The prices of stocks and commodities are soaring, while the prices of long-dated bonds are tanking (which means bond yields are soaring). This is “Inflation 101,” folks. Nevertheless, Bernanke credits QE2 for all things good.
“The Chairman reviewed his Quantitative Easing, Second Inning (QE2) at the National Press Club on Thursday, February 3, 2011,” writes financial market observer, Fred Sheehan. “His conclusion: ‘The economic recovery that began in the middle of 2009 appears to have strengthened in recent months… A wide range of market indicators supports the view that the Federal Reserve’s securities purchases have been effective at easing financial conditions. For example, equity prices have risen significantly, volatility in the equity market has fallen, corporate bond spreads have narrowed… Yields on 5- to 10-year Treasury securities initially declined markedly as markets priced in prospective Fed purchases; these yields subsequently rose, however, as investors became more optimistic about economic growth…”

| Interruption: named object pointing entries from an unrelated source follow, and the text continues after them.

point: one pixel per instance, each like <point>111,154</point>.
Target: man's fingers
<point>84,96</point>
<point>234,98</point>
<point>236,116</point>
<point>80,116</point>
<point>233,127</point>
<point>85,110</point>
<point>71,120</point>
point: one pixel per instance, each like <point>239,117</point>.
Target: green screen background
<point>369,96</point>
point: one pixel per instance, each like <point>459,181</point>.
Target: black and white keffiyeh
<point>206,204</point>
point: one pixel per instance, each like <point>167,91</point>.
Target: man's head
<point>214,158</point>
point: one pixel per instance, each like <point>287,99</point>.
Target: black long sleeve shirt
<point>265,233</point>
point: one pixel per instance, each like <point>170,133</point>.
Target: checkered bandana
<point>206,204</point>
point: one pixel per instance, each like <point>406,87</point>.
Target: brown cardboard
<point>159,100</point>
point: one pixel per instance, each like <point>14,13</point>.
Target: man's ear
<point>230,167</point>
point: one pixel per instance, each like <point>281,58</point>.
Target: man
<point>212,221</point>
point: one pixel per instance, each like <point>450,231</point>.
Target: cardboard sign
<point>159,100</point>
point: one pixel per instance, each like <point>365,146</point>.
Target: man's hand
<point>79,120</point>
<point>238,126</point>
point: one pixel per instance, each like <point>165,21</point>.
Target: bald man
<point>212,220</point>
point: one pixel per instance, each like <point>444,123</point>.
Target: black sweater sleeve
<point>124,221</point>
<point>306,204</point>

As to bond yields, Bernanke’s assessment of his handiwork seems a bit disingenuous. While true that “yields…initially declined,” it is also true – and more to the point – that yields subsequently soared. Therefore, to claim success because yields “initially declined” would be a bit like declaring the Titanic’s maiden voyage a success because the ship initially floated.

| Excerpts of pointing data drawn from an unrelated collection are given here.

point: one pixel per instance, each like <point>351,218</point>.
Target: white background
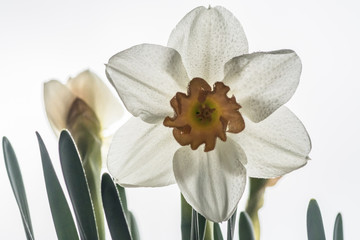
<point>42,40</point>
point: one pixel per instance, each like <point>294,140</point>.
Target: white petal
<point>262,82</point>
<point>90,88</point>
<point>57,99</point>
<point>141,155</point>
<point>213,182</point>
<point>206,39</point>
<point>146,78</point>
<point>275,146</point>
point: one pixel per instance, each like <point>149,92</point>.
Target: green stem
<point>85,128</point>
<point>186,212</point>
<point>255,202</point>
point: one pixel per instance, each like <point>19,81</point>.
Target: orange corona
<point>204,114</point>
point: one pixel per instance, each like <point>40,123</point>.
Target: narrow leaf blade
<point>246,231</point>
<point>61,214</point>
<point>338,228</point>
<point>114,211</point>
<point>315,228</point>
<point>17,184</point>
<point>77,186</point>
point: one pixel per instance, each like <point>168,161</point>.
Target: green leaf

“The yield on 10-year Treasury bonds has jumped from 2.48% on November 4, 2010, to 3.65%,” Sheehan points out. “That’s a 47% boost, during the period in which the Federal Reserve bought approximately $200 billion of Treasury bonds to reduce mortgage rates… Accordingly, since November 4, 2010, Freddie Mac 30-year fixed-rate mortgage rates have risen from $4.10% to 4.81%. Housing – which accounted for 40% of new jobs during the ersatz-boom – is sinking, partially due to the higher rates since Bernanke’s November 4, 2010, manifesto.”

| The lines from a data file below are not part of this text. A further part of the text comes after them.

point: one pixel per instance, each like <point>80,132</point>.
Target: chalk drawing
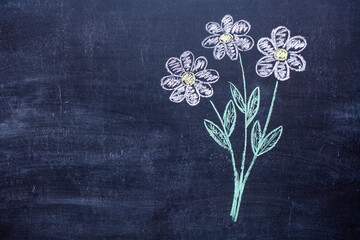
<point>228,37</point>
<point>281,54</point>
<point>189,78</point>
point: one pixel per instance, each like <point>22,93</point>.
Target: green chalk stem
<point>260,142</point>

Elsewhere in Washington, the Executive and Legislative branches of our democracy are busy making Bernanke’s job even more hopeless. Enormous deficits are extending far, far toward the horizon, like amber waves of grain. As our colleagues at The 5-Minute Forecast observed earlier today, “The White House has given up any pretense: Its latest forecast for the fiscal 2011 deficit is now $1.65 trillion – which would set a record. And at 11.3% of GDP, the deficit’s share of the overall economy would be the highest since World War II.
“Today the Administration unveils a plan to cut $1.1 trillion from the budget…over the next 10 years. These 10-year projections, no matter which political party trots them out, are always a ruse to distract you from the fact that ‘budget cuts’ never seem to be ‘deficit cuts.’ If you want to talk about the next 10 years, here’s the only number that matters: Under the White House plan, the official national debt would grow by 50% over the next decade, to $21 trillion.”
Hmmm… Since it might be a little tricky to borrow all of those dollars, we may have to print a few extras for ourselves.